Jerod Mayo has started to publicly declare what’s been obvious since free agency: the New England Patriots are in a full-on rebuild.
But that shouldn’t let them off the hook from expectations.
When Mayo took a question from a (presumably – based on the accent) U.K. reporter about why British fans should embrace the Patriots as their American football team ahead of the London game between New England and Jacksonville, his answer was brutally honest.
“One thing I would say is, look, we’re hitting the reset button and looking forward to building something special,” he said.
Mayo might as well have advertised the opportunity to get in on this exciting new opportunity on the ground floor. Losing five straight games has clearly worn on the young head coach, who, last January, went on the Greg Hill Show on WEEI and said the team would improve on last year’s 4-13 record.
The opportunity to win four more games remains somewhat realistic for the Patriots, but a higher standard for the team has to start against the tragic Jaguars, a team who’s been wandering the streets of Piccadilly Square since a 35-16 drubbing from the Bears in London last week.
Acknowledging a rebuild and starting a rookie quarterback doesn’t buy more leeway for a Patriots team racking up penalties like this one has over the past two weeks, or leading the local newscasts for all the wrong reasons.
If anything, starting Drake Maye for the second week raises the stakes of the team and should raise the standard. Maye popping up on the injury report this week with a vague knee concern should be a warning shot, just as much as DeMario Douglas and Kayshon Boutte’s touchdowns should be a tease of what could come with him under center or in shotgun.

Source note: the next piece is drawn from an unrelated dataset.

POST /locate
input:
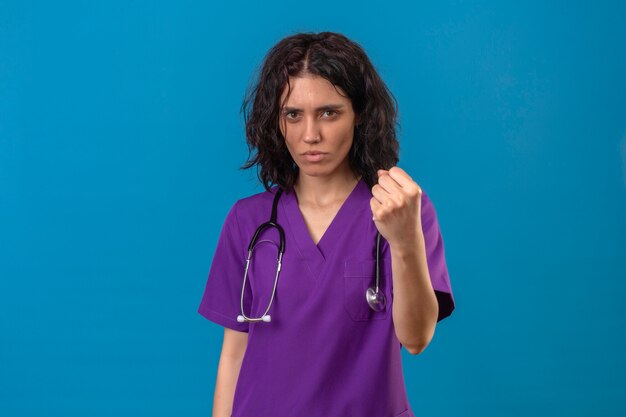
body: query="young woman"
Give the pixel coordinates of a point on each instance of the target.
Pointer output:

New England is -5.5 against Jacksonville at the time of this column’s publishing, which shows just how low the outside expectations for the team are. They’re facing a Jaguars team led by a coach hanging on by a thread, as evidenced by Doug Pederson’s postgame comments last week:
“We're not, listen, there's another game coming,” he said. “Whether we like it or not, there's still -- what have we played six games. And we play 17 game schedule. So we got a few more games left. So nobody's going to feel sorry for us. Nobody's going to say, ‘okay.’ But we've got to change. I mean, I say we, it's all of us, coaches, players, everybody. We have got to change right now, that culture."
Yikes.
This London game isn’t against an ascending, playoff-bound team like the Texans last week. The Jaguars are a walking cautionary tale in the NFL: getting a physically gifted quarterback in the draft is not a direct line to Super Bowls, or even functionality. Both teams are 1-5, but records don't tell the whole story about a franchise. New England should want to assert themselves as a team on the way up, against a team clearly imploding.

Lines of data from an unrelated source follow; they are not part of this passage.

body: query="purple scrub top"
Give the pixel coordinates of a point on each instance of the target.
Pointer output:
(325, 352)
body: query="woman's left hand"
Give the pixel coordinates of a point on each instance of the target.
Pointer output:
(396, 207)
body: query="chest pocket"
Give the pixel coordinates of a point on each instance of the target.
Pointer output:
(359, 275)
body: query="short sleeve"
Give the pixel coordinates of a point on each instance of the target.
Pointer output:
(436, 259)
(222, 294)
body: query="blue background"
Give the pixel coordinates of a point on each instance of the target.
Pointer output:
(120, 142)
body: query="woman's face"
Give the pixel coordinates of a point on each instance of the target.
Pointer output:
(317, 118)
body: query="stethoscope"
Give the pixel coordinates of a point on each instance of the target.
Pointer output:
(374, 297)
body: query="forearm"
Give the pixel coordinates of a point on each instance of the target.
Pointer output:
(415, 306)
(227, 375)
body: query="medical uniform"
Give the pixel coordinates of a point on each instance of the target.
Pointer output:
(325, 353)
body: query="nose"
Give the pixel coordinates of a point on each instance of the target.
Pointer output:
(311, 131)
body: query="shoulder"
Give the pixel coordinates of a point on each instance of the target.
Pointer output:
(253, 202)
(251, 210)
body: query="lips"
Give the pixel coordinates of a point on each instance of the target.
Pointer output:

So fine, the Patriots are at the start of a rebuild, and they’re telling everyone who’s listening. Nobody expected them to get to the playoffs this season. That doesn’t mean there aren’t high standards the team has to maintain week-to-week, and they’ve been slipping in the other direction all fall.
Sunday presents an opportunity to differentiate themselves from the truly dysfunctional operations in the league. If they’re can’t make a statement there, they’re in real trouble before Thanksgiving.